Don’t worry, Bob and I aren’t warring. We are only 16 days into our marriage, so we are still good, I promise!
The post-wedding war I’m referring to in the title is the war on neglect. Whether it’s the farmhouse or the barn or the land, we are constantly battling years of neglect.
I understand that the previous owners simply got too old to take care of the place, I really do. But that doesn’t make our job any easier as we try to bring the house and farm back to life.
Case in point: pulling out fencing. Something that should take no time at all takes all day.
I suspect our farm used to be a cattle place, either beef or dairy. But the owners for the past half century had sheep, so all of our fencing is for the little wooly guys, not our equines…both of whom are taller than average anyway. After the house is livable, one of our first projects is to tackle the fencing. We already had a horse loose the other day, and the only sign of where he got out was a tangled mess of sheep fencing that I suspect he got stuck in, then ended up on the wrong side of the fence once he’d freed himself.

Until that time, the only fencing we’re tackling is the fence with no purpose. So on a recent and very welcome sunny day, I tackled the remaining fencing in the sideyard, the purpose of which I will never know.
I planned on an hour or two. It took me all day. Why? Because the grass and other vegetation had grown up and over the bottom wires of the fence. It was no longer a matter of simply unhooking the fencing from the t-posts. It was a matter of battling sod. Have you ever battled sod? Sod is a tough opponent! Those grass roots are strong and matted and near impossible to work against.

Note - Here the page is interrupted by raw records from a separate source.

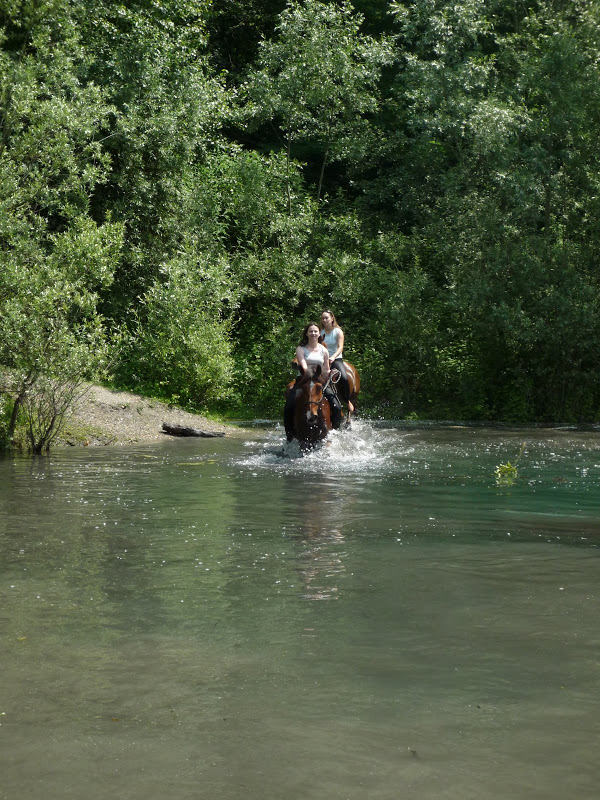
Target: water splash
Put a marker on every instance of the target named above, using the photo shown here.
(363, 448)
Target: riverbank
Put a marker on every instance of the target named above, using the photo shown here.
(106, 417)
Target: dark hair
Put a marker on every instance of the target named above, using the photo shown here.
(332, 315)
(304, 340)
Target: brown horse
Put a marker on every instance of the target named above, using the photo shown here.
(312, 414)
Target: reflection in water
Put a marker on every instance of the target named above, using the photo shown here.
(322, 553)
(160, 637)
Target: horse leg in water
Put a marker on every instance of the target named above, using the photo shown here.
(353, 388)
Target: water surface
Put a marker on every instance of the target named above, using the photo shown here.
(213, 619)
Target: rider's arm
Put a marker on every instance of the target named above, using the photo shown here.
(340, 345)
(300, 358)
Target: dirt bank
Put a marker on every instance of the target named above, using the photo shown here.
(102, 416)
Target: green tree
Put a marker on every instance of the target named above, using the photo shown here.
(317, 79)
(53, 256)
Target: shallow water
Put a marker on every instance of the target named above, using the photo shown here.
(221, 618)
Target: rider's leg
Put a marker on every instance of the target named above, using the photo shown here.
(343, 387)
(336, 409)
(288, 413)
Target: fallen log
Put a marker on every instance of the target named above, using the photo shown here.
(181, 430)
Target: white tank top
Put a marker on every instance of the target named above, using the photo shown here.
(314, 357)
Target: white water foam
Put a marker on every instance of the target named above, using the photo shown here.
(362, 448)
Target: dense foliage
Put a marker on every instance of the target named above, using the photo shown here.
(183, 185)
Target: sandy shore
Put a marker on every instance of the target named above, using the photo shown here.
(102, 417)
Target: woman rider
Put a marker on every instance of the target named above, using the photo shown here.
(309, 353)
(333, 337)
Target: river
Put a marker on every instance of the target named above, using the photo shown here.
(222, 619)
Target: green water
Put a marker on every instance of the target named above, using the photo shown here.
(209, 619)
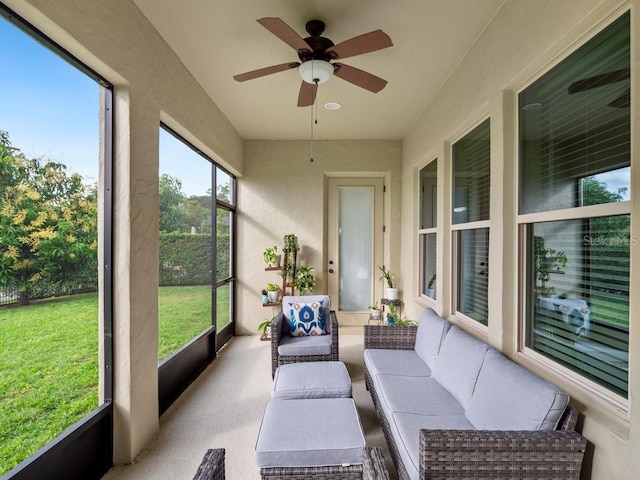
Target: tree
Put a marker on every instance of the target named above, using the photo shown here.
(171, 199)
(48, 222)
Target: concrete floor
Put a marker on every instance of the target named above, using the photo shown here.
(223, 409)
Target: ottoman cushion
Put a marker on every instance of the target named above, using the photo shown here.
(311, 380)
(310, 433)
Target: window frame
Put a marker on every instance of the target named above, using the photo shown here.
(88, 443)
(423, 233)
(603, 397)
(457, 228)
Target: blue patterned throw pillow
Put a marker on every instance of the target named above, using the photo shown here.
(306, 319)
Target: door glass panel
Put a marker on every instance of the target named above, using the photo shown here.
(356, 247)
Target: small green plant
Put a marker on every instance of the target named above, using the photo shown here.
(263, 328)
(269, 255)
(396, 321)
(290, 255)
(386, 274)
(305, 280)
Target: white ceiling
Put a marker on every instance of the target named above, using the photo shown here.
(216, 39)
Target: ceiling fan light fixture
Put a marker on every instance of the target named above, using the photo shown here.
(315, 71)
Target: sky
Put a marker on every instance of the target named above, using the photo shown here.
(51, 110)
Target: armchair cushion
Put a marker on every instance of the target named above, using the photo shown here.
(305, 346)
(306, 318)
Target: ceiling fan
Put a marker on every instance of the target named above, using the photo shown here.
(622, 101)
(317, 56)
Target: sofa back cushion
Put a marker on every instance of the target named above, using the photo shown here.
(289, 300)
(457, 366)
(509, 397)
(431, 331)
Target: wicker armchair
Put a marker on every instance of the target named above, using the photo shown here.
(305, 348)
(451, 454)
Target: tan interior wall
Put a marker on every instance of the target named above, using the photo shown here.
(281, 192)
(522, 41)
(115, 40)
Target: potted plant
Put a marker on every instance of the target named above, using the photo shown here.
(305, 280)
(290, 251)
(265, 329)
(431, 287)
(273, 292)
(376, 313)
(392, 292)
(394, 319)
(271, 258)
(547, 261)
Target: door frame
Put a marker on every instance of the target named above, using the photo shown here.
(381, 241)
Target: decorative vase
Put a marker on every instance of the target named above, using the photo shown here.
(392, 293)
(273, 296)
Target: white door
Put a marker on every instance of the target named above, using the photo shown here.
(355, 240)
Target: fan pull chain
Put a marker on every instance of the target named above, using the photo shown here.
(314, 106)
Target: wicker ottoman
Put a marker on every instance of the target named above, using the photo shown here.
(312, 438)
(311, 380)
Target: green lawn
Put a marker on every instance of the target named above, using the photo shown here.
(49, 361)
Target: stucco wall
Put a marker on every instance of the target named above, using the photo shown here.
(151, 84)
(281, 192)
(524, 38)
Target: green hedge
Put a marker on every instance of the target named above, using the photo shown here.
(185, 259)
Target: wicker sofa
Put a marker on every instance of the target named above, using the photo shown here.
(451, 406)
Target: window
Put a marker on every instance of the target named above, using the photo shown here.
(51, 239)
(196, 255)
(574, 157)
(428, 228)
(470, 219)
(225, 266)
(185, 293)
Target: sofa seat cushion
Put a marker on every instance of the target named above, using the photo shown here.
(311, 380)
(432, 329)
(406, 430)
(509, 397)
(395, 362)
(420, 395)
(310, 433)
(310, 345)
(457, 366)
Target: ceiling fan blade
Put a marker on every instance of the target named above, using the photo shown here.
(285, 33)
(261, 72)
(623, 101)
(600, 80)
(307, 94)
(360, 78)
(369, 42)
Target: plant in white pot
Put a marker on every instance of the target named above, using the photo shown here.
(391, 291)
(271, 257)
(305, 280)
(431, 287)
(273, 292)
(376, 313)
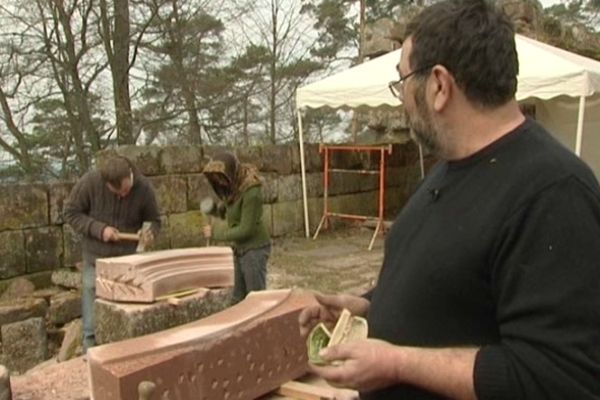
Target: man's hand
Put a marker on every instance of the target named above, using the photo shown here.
(207, 231)
(329, 309)
(110, 234)
(147, 237)
(363, 365)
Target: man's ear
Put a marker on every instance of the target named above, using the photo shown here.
(442, 87)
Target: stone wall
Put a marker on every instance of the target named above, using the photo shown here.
(35, 242)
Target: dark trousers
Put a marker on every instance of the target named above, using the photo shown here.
(250, 271)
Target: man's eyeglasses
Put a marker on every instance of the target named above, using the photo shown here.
(397, 87)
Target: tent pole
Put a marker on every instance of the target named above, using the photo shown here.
(421, 162)
(303, 172)
(580, 116)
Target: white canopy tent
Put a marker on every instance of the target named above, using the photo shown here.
(564, 87)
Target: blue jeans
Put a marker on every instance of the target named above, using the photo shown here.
(250, 272)
(88, 296)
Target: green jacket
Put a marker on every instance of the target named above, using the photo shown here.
(245, 227)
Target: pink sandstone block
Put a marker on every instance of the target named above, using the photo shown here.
(241, 353)
(146, 276)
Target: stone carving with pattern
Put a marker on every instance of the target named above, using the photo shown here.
(241, 353)
(145, 277)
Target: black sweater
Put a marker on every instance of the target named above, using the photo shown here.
(500, 251)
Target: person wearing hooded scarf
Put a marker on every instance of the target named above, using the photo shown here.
(239, 190)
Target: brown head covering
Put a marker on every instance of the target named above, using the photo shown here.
(229, 178)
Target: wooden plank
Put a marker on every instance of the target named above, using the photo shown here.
(304, 391)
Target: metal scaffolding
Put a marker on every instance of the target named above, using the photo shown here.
(328, 150)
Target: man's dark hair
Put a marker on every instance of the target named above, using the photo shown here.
(475, 41)
(114, 169)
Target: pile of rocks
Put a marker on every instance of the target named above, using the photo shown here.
(38, 325)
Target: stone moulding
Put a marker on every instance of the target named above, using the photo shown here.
(240, 353)
(145, 277)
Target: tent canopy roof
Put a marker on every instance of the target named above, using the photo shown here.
(545, 72)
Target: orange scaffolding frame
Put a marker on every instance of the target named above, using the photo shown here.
(327, 149)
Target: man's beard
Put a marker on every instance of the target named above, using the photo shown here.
(421, 125)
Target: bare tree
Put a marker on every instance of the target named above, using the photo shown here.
(51, 55)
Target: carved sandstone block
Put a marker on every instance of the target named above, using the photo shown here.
(241, 353)
(145, 277)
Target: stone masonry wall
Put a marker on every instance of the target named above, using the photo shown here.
(35, 242)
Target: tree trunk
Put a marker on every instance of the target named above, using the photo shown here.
(120, 72)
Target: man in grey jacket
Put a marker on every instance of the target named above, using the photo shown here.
(114, 198)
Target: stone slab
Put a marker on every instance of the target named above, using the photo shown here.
(118, 321)
(146, 277)
(241, 353)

In one place, a tree had grown through the fencing. That bit of fencing is still waiting to get pulled out. I tried taking a saw to the tree finally, but can’t get a good angle…because of the fencing!

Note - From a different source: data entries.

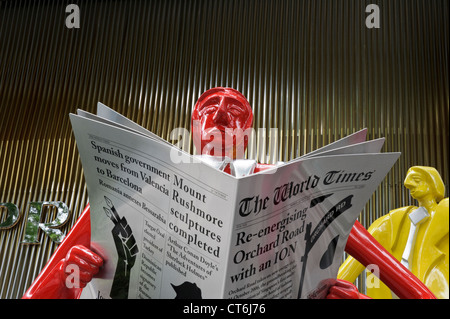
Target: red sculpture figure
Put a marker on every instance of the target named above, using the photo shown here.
(218, 112)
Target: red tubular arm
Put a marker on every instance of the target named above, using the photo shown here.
(363, 247)
(49, 284)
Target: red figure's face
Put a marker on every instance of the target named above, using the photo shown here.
(219, 122)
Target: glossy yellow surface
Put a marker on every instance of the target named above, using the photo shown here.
(430, 261)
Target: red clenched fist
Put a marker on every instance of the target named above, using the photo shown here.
(80, 265)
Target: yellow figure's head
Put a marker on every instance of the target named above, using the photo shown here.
(424, 181)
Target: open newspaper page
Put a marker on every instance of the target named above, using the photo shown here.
(172, 227)
(291, 226)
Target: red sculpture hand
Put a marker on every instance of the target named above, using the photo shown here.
(79, 266)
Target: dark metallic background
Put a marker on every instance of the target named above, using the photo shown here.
(311, 69)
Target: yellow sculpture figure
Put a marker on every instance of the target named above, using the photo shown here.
(416, 236)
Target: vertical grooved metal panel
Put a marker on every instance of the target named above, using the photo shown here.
(311, 69)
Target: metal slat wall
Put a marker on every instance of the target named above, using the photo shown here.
(310, 69)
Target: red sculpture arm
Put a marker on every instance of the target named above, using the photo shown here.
(74, 250)
(366, 249)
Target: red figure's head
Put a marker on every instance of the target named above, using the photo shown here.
(220, 119)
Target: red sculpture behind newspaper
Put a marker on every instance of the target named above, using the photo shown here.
(219, 121)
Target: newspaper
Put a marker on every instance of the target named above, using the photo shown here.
(170, 225)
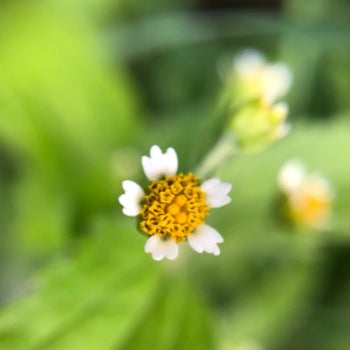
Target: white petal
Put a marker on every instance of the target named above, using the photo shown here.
(160, 248)
(205, 239)
(216, 192)
(291, 176)
(160, 164)
(131, 199)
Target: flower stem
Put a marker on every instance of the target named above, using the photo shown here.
(224, 149)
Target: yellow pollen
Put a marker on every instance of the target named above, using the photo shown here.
(181, 218)
(181, 200)
(173, 207)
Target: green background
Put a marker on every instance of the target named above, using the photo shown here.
(86, 88)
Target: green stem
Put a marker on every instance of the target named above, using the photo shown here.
(222, 151)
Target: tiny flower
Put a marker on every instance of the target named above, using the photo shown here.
(173, 207)
(255, 78)
(257, 125)
(307, 197)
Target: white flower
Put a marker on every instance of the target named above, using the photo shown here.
(257, 77)
(307, 197)
(205, 239)
(174, 206)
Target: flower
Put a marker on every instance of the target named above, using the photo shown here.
(307, 197)
(257, 125)
(256, 116)
(258, 79)
(173, 207)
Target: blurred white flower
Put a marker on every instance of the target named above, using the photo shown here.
(173, 207)
(308, 196)
(259, 79)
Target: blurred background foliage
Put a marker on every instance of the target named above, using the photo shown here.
(86, 87)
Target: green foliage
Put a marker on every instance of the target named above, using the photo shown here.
(73, 271)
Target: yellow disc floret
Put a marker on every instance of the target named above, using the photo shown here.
(173, 207)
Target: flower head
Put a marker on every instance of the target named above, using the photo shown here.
(308, 197)
(173, 207)
(257, 125)
(256, 116)
(256, 78)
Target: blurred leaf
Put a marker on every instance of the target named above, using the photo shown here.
(60, 102)
(110, 296)
(91, 301)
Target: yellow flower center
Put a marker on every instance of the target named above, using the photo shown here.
(310, 207)
(174, 207)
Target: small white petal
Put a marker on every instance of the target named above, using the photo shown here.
(148, 168)
(160, 248)
(205, 239)
(291, 176)
(131, 199)
(170, 162)
(160, 164)
(216, 192)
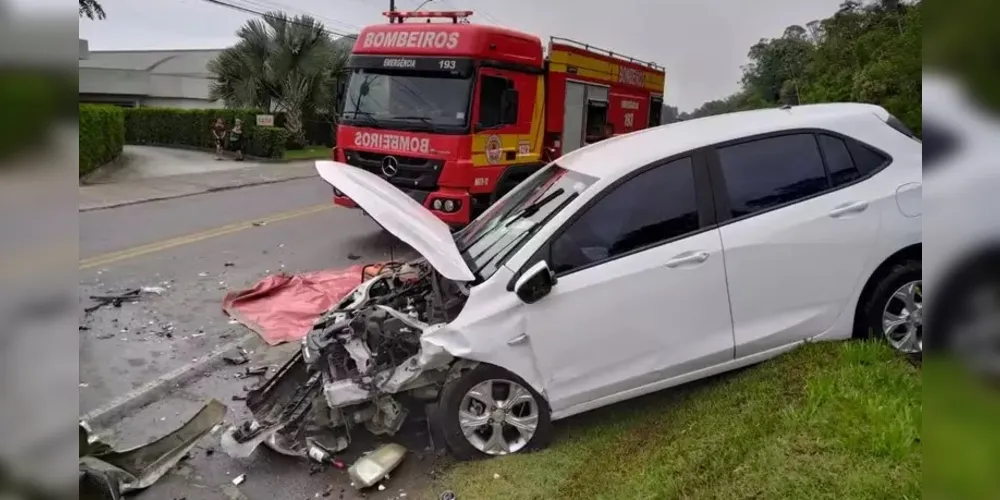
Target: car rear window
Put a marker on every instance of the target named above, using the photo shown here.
(900, 127)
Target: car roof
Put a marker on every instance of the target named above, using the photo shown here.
(622, 154)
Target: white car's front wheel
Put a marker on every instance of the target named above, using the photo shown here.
(489, 411)
(895, 309)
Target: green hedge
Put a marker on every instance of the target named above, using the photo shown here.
(193, 128)
(102, 135)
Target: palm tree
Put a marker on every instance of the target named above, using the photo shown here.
(279, 64)
(91, 9)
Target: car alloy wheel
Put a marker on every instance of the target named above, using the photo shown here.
(902, 318)
(498, 417)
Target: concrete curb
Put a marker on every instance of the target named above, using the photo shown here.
(105, 415)
(194, 193)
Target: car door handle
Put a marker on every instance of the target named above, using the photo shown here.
(520, 339)
(688, 258)
(849, 208)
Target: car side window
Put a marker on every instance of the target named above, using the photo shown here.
(764, 173)
(838, 160)
(867, 160)
(652, 207)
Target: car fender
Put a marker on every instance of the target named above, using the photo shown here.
(492, 316)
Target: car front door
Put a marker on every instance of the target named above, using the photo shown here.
(641, 292)
(802, 223)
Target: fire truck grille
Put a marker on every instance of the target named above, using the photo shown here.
(411, 173)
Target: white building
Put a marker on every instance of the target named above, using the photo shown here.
(134, 78)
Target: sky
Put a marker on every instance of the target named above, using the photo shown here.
(701, 43)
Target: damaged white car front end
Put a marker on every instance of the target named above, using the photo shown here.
(376, 352)
(363, 364)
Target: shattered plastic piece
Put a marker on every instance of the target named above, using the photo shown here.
(376, 466)
(113, 473)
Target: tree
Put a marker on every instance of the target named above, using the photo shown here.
(864, 52)
(91, 9)
(280, 64)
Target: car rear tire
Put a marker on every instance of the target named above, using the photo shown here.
(893, 312)
(489, 411)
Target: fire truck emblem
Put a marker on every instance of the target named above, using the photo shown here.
(494, 148)
(390, 166)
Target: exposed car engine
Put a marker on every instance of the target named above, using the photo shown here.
(358, 365)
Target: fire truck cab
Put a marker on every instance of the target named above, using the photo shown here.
(456, 114)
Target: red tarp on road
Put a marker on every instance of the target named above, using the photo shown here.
(282, 308)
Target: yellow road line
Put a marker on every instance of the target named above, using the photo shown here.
(159, 246)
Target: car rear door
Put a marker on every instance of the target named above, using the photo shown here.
(798, 221)
(641, 292)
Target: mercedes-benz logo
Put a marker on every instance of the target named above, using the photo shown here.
(390, 166)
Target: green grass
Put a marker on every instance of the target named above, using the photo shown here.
(308, 153)
(829, 420)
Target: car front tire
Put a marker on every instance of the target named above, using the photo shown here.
(489, 411)
(894, 310)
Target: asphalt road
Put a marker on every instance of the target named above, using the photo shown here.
(197, 248)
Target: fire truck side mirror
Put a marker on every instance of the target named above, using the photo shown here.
(509, 106)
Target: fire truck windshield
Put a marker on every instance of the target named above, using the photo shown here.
(407, 100)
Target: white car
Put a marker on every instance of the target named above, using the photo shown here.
(638, 263)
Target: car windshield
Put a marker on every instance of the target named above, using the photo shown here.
(486, 243)
(410, 100)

The day the horse was loose, we discovered a pile of old fencing behind the barn, just piled there and grown over by plants and grass until you saw a mound, not a pile of dangerous wires. That’s an area we turn the horses out to, so it had to go! Once again, the battle against sod, but this time the fencing was rusted and kept breaking as we worked to pull it out, until we ended up with as many little pieces of fence as big huge ones.

It is a bit frustrating when there is so much work to be done on the house to be spending time on these other things, but sometimes the cosmetic improvement is worth being sidetracked, and sometimes it’s a safety issue and requires immediate attention.
And sometimes it’s nice to take a break from the project that is the poor, neglected farmhouse to simply fight the sod, wrench a t-post from the ground, and feel the satisfaction of hard, manual labor.